Town officials have approved a petition from Charter Oak Drive homeowners to re-draw the boundaries of a wetlands located their property so that it’s smaller than originally mapped—a change that followed a frustrating process that led to locating a new house closer to the road than wanted, the residents said.
Though John and Sheila Lee Chun Arabolos knew that the 1.88-acre property at 108 Charter Oak Drive contained wetlands when they bought it last May, the couple had already started construction of a single-family home (through her father, builder Moon Chun) when new testing from a soil scientist showed that “we could have moved the house further back away from the curb,” John Arabolos told the Inland Wetlands Commission at its Feb. 22 meeting.
“We could have had more space in between the house and the street and, you know, the house is built now,” Arabolos said during the meeting, held at Town Hall. “The foundation is laid, the structure is up, but we feel like in the initial steps of it, if we had just questioned results, we would have had a better result on our end.”
Inland Wetlands staff members and multiple soil scientists said that the work of pinpointing just where the wetlands lay was made more difficult because a previous owner of the property had filled wetlands that had been there, violating local regulations. Wetlands are protected by law and any work that would alter a designated area can only be done with a permit. Officials say they’re seeing an uptick in violations in New Canaan.
“It is a disturbed wetlands,” said 30-year soil scientist Thomas Pietras, one of three who tested the property.
“It’s my professional experience [that] this is getting to be more of a marginal wetland, and so it just made it difficult and we were stuck basically using whatever we could out there, and it came down to really scrutinizing coloration patterns. We did come to an agreement that it is a unique situation and fortunately, we are not coming across this on a daily basis because otherwise, our work would be almost impossible. We would have almost constant disagreements.”
Another of the three soil scientists, Bill Kenny, called the past disturbance a primary reason for the site’s difficulty. Typically when a soil has formed over time, features develop that reflect average conditions, as opposed to when the soil is “all mixed up, removed and put back” so that “you are working with a fraction of the evidence you would typically have.”

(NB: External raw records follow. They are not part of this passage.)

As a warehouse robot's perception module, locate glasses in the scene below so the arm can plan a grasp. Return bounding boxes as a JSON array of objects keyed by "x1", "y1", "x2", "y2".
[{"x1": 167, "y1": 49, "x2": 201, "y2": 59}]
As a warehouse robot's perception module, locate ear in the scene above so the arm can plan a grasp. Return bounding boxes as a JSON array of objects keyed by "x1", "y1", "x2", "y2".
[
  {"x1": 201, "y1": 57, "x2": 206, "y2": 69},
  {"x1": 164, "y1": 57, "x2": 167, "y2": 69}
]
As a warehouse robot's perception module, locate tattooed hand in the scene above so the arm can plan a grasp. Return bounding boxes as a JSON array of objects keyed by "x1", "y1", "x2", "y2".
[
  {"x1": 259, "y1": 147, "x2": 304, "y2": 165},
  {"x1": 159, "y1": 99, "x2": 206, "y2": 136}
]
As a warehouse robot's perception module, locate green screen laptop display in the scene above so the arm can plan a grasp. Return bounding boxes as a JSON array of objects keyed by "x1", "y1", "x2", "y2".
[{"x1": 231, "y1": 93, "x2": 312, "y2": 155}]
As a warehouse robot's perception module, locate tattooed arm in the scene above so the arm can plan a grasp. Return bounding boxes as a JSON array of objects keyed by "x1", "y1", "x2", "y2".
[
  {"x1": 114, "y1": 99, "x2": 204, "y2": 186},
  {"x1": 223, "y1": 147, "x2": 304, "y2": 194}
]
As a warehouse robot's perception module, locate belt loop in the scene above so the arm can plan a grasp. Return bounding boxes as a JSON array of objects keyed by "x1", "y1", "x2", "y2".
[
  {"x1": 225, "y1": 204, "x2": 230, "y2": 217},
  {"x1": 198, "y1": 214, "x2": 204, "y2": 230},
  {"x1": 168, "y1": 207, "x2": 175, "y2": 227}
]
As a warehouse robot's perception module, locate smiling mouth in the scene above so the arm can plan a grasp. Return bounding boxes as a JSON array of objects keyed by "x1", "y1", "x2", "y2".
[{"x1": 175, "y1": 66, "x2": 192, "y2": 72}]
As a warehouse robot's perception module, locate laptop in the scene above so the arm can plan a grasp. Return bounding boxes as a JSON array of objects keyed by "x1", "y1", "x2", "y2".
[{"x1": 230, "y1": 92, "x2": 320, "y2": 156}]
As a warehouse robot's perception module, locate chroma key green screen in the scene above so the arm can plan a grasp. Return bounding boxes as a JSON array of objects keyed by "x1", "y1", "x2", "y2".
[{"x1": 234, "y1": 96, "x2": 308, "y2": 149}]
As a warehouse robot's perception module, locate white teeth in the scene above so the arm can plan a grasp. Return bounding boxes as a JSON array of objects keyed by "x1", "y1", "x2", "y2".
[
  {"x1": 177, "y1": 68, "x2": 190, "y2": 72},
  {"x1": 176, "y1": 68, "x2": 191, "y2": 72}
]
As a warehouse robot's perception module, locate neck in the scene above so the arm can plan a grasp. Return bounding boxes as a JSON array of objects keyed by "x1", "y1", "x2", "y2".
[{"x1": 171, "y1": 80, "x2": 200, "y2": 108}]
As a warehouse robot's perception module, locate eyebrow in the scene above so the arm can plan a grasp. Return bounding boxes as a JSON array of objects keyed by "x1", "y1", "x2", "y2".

Even so, Sheila Lee Chung Arabolos said, it was “a very difficult thing to reconcile” the difference between two expert opinions when those professionals each must be paid and they arrive at different conclusions.
“If you go down deep enough, you should be able to figure out what the wetlands are and redo this line,” she said, pointing to a site plan, “but it should have matched this one [line] and it doesn’t.”
Inland Wetlands staff members underscored that the homeowners were undergoing the very process in place for petitioning a boundary change (see page 44 here in the regulations).
The commission voted unanimously in favor of the petition.
Commissioners asked how big the wetlands is (about half the size of the Town Meeting Room), whether the owners knew there were wetlands on the site when they bought the property (yes), whether the town brought in the third soil scientist (yes) and whether there were any issues as to a lack of clarity among the three soil scientists (none). They also discussed just how much of a difference in size the “new” wetlands boundary makes and how much it may have changed where the house could be located—one estimate put it at a 10- or 15-foot difference.
The property at 108 Charter Oak Drive included a 1952 ranch-style home when it was purchased last May for $900,000, tax records show. That house was demolished in the summer and the town in September issued a building permit for a 6,600-square-foot home now under construction.